The Agency said that it hoped to encourage landowners to become more vigilant at spotting the signs of illegal dumping and protect their property against being targeted.

"The deposit sites include leased and rental properties where the criminals provide false details to secure warehouse space, barns or open land on industrial estates, farms or private property — with articulated trailers on public roads or car parks being targeted as well," an EA spokesperson said.

Rural union leaders came out in support of the EA's message.

Tom Ormesher, Environment and Land Use Adviser for the National Farmers Union (NFU) in the South East, said that the NFU was supporting the campaign.

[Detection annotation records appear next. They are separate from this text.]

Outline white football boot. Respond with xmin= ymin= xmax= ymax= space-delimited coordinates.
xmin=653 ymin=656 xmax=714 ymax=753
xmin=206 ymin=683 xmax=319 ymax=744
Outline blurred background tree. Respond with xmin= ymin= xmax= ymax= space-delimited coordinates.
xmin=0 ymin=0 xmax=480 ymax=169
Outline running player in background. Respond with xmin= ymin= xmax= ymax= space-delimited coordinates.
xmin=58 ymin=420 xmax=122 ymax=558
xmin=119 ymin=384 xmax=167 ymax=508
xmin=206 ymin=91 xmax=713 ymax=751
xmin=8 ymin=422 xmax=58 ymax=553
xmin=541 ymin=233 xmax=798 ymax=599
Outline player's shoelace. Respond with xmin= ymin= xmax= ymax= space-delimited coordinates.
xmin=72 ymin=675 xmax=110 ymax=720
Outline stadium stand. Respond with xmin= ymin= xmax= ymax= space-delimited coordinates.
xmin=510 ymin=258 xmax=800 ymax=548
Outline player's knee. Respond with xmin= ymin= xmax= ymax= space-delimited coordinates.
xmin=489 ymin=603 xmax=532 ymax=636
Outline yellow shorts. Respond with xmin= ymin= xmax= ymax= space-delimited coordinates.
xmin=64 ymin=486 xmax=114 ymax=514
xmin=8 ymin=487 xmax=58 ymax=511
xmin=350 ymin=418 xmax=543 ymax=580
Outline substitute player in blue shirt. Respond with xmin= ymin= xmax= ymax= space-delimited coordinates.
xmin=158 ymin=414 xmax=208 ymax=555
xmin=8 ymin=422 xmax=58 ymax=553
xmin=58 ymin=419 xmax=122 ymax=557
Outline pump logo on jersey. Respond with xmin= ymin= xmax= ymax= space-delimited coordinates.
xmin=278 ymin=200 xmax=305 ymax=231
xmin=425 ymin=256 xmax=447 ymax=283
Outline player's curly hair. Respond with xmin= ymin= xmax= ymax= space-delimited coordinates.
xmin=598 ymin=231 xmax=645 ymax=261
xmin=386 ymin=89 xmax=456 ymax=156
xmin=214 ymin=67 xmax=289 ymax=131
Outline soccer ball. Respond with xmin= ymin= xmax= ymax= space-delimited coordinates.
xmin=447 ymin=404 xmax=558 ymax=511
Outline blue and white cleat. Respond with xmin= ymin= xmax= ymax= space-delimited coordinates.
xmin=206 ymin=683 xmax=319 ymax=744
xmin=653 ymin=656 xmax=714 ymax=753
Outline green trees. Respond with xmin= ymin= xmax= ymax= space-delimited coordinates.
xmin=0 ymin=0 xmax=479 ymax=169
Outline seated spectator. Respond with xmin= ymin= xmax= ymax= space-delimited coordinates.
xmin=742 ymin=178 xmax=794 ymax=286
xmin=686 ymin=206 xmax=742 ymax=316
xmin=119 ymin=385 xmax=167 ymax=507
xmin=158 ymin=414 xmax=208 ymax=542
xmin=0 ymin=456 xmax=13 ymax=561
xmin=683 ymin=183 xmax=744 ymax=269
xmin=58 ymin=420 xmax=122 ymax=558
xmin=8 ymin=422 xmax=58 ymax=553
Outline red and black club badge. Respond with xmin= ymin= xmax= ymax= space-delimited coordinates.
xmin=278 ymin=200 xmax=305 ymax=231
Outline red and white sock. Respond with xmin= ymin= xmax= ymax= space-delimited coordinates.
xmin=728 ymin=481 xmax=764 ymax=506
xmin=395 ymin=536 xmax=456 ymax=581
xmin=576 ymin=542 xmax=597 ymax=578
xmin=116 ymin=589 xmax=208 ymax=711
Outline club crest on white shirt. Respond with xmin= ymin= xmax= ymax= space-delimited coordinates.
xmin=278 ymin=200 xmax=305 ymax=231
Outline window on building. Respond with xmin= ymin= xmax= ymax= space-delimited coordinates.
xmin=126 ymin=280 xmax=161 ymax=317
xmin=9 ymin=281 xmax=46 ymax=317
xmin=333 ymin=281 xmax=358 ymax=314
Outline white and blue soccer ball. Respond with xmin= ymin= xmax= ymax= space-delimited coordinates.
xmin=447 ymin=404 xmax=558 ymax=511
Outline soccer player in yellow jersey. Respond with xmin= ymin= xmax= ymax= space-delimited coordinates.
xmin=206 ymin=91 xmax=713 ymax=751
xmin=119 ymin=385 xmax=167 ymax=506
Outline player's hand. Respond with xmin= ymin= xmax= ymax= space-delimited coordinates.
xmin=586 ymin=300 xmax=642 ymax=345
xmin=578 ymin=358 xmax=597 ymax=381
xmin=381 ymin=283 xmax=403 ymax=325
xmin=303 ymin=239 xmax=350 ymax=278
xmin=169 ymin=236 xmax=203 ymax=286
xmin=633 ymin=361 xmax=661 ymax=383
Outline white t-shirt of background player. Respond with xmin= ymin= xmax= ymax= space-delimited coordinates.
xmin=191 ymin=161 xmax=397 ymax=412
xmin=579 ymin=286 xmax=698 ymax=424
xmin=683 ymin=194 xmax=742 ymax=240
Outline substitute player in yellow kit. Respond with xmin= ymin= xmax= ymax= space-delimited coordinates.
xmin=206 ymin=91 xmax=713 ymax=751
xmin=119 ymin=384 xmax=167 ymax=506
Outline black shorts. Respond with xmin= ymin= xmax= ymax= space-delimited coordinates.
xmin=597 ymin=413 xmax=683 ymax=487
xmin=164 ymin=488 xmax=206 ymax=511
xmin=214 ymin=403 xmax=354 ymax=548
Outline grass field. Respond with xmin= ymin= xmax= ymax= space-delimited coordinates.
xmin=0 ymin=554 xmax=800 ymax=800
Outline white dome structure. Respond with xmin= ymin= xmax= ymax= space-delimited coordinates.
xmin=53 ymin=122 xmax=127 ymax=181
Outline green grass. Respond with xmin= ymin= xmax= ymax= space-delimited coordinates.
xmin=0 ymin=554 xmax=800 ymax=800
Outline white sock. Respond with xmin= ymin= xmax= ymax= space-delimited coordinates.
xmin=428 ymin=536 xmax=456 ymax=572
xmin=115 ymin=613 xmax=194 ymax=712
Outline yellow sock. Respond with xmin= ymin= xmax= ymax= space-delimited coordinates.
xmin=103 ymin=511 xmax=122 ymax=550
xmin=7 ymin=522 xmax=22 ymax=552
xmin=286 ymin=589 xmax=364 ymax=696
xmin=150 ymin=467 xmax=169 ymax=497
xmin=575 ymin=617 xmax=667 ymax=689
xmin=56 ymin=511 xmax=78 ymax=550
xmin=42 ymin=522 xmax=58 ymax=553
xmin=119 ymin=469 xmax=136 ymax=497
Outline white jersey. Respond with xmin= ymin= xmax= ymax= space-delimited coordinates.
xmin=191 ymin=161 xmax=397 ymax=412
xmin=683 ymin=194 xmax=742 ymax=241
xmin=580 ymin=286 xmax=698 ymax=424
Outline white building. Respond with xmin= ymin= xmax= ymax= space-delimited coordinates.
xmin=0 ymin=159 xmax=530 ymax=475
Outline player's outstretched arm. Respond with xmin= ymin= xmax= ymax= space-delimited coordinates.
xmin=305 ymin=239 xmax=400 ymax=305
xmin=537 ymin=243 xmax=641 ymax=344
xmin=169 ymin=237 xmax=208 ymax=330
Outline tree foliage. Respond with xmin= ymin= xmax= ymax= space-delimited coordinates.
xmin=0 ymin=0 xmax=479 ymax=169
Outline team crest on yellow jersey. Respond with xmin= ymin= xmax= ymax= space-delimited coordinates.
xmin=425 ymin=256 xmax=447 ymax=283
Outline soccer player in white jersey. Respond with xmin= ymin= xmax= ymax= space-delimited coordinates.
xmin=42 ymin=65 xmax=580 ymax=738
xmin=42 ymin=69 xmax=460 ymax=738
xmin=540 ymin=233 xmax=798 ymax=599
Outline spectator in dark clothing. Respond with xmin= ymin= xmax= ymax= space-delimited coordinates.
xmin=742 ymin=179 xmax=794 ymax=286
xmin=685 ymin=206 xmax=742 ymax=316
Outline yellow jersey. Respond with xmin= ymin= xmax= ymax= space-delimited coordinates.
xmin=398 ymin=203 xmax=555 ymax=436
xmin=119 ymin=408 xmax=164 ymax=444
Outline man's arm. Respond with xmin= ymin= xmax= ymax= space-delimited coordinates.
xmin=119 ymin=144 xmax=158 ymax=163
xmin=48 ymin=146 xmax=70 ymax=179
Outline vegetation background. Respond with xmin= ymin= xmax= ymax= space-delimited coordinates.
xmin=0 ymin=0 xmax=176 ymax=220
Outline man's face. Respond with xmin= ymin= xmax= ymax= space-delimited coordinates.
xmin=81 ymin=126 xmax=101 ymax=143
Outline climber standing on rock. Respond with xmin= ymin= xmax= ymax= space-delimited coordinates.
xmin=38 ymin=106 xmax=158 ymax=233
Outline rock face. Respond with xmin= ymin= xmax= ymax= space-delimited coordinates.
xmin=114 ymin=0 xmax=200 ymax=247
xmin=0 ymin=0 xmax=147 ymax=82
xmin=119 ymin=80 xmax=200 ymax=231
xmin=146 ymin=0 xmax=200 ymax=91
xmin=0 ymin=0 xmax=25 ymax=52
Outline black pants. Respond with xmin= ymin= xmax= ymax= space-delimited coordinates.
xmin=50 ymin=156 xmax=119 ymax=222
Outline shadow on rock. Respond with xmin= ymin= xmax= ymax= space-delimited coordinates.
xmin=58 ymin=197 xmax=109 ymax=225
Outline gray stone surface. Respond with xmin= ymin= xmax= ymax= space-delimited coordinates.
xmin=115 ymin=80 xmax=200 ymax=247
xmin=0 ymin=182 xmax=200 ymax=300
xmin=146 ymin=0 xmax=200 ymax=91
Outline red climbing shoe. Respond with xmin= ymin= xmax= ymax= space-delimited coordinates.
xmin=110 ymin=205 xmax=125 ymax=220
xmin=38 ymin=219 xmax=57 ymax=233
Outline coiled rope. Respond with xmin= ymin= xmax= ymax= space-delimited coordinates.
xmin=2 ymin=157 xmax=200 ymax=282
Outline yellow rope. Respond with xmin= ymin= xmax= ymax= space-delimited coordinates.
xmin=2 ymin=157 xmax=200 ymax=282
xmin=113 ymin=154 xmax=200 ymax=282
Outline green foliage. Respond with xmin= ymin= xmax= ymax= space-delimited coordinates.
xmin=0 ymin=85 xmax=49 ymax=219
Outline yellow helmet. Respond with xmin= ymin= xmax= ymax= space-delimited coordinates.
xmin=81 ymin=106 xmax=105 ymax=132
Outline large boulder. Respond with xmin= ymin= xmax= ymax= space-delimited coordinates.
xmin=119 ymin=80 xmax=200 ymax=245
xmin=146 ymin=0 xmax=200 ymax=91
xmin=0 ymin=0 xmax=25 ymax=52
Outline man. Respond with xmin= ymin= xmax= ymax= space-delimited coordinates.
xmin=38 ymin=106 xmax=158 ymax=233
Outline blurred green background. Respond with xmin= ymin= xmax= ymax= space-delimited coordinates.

"We are keen to raise awareness among our membership about the horrendous impacts of this type of organised waste crime," he said.

"By following tips from the Environment Agency, farmers can take some steps to protect themselves from these scammers and avoid being landed with a huge waste problem and a bill that could run to thousands of pounds," Mr Ormesher added.

Meanwhile Robin Edwards, South East Regional Director for the Country Land and Business Association (CLA) added that organization's support for EA's campaign.

Mr Edwards echoed the EA's message for landowners to be extra vigilant in light of the baled waste phenomenon.

"We wholeheartedly welcome this campaign, as it addresses a growing problem which has a serious impact on landowners and the environment in our region.

"We would urge landowners and rural communities to be extra vigilant, be extremely wary around any requests or offers to store waste, and report any incidents or suspicious activity to the Environment Agency," he said.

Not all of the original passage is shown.